Ian, regarding your ‘nitpick’: you have cited a specialised lottery where you pick your numbers, and say that IF several tickets have the WINNING numbers, they have an equal chance of winning (which is obviously 100%). Although I was not referring to such lotteries which may have several winners, my argument is unchanged, and I have read nothing so far which refutes it, so will not use time and space to re-state it.

But I will point out that the recent Global Financial Crisis resulted from reliance on on “probabilities”!

@Ralph, @Rich: Thanks for the discussion! You bring up an interesting point about the meaning of a probability – there are several interpretations, with different philosophical implications.

One interpretation is “If we repeat the experiment many times, we expect to get this outcome some known fraction of the time (i.e., coin flips)” and another is “Probability reflects our level out certainty about our knowledge” (as Rich notes).

So in the coin-flip case, we can say “I’m 50% certain that it will be heads”, which, in practical terms, means I’d be indifferent to winning 2x my money when betting on heads (better odds, like paying 3x, and I’ll play all day. Worse odds, like paying 1.5x, means I’ll never play).

There’s even more philosophical implications around Bayesian vs. Frequentist probabilities that I’m not well-versed in, but want to understand further.

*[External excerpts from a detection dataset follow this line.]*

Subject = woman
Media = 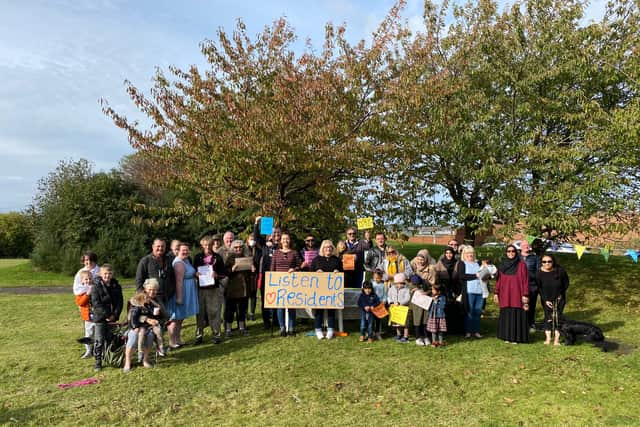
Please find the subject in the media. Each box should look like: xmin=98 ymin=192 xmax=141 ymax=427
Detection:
xmin=493 ymin=245 xmax=529 ymax=343
xmin=310 ymin=240 xmax=342 ymax=340
xmin=224 ymin=240 xmax=253 ymax=338
xmin=73 ymin=251 xmax=100 ymax=359
xmin=457 ymin=245 xmax=484 ymax=338
xmin=382 ymin=245 xmax=413 ymax=283
xmin=536 ymin=254 xmax=569 ymax=345
xmin=435 ymin=246 xmax=464 ymax=334
xmin=167 ymin=243 xmax=199 ymax=349
xmin=270 ymin=233 xmax=302 ymax=337
xmin=123 ymin=279 xmax=167 ymax=373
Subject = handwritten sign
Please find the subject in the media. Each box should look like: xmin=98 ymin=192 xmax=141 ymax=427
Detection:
xmin=342 ymin=254 xmax=356 ymax=271
xmin=411 ymin=291 xmax=433 ymax=310
xmin=264 ymin=271 xmax=344 ymax=309
xmin=389 ymin=305 xmax=409 ymax=326
xmin=371 ymin=303 xmax=389 ymax=319
xmin=260 ymin=216 xmax=273 ymax=236
xmin=358 ymin=216 xmax=373 ymax=230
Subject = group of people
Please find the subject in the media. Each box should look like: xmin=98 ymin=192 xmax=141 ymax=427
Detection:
xmin=73 ymin=217 xmax=569 ymax=372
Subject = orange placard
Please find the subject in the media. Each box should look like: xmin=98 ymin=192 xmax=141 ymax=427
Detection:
xmin=342 ymin=254 xmax=356 ymax=271
xmin=371 ymin=303 xmax=389 ymax=319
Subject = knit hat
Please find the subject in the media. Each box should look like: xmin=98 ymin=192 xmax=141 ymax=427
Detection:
xmin=393 ymin=273 xmax=407 ymax=283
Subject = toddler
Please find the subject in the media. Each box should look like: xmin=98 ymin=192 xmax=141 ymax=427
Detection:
xmin=387 ymin=273 xmax=411 ymax=343
xmin=427 ymin=283 xmax=447 ymax=347
xmin=358 ymin=282 xmax=380 ymax=342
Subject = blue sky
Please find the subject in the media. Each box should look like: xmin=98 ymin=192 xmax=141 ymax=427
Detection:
xmin=0 ymin=0 xmax=605 ymax=212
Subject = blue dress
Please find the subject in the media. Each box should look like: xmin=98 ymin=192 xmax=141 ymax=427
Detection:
xmin=167 ymin=258 xmax=198 ymax=320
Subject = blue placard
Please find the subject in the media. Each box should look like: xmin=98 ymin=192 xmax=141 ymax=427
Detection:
xmin=260 ymin=216 xmax=273 ymax=235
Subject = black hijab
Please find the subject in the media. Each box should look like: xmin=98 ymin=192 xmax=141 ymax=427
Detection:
xmin=498 ymin=245 xmax=520 ymax=276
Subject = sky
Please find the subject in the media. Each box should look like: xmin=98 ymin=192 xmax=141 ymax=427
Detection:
xmin=0 ymin=0 xmax=605 ymax=213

@Jeff: Glad you enjoyed it – awesome insights. Yes, I think ratios/odds keep is in “probability mode” more than raw percentages (which puts my brain in “calculating” mode).

And cool note about the programming. That’s exactly it: computers have limited precision in the numbers they can represent, so drastically-shrinking percentages are a no go [in the spam case, especially, where we’ll have a multiplication by a small fraction for each word in the message!]. We can use tricks like taking the logarithm of large multiplications (i.e., adding logs) to keep numbers within reasonable bounds.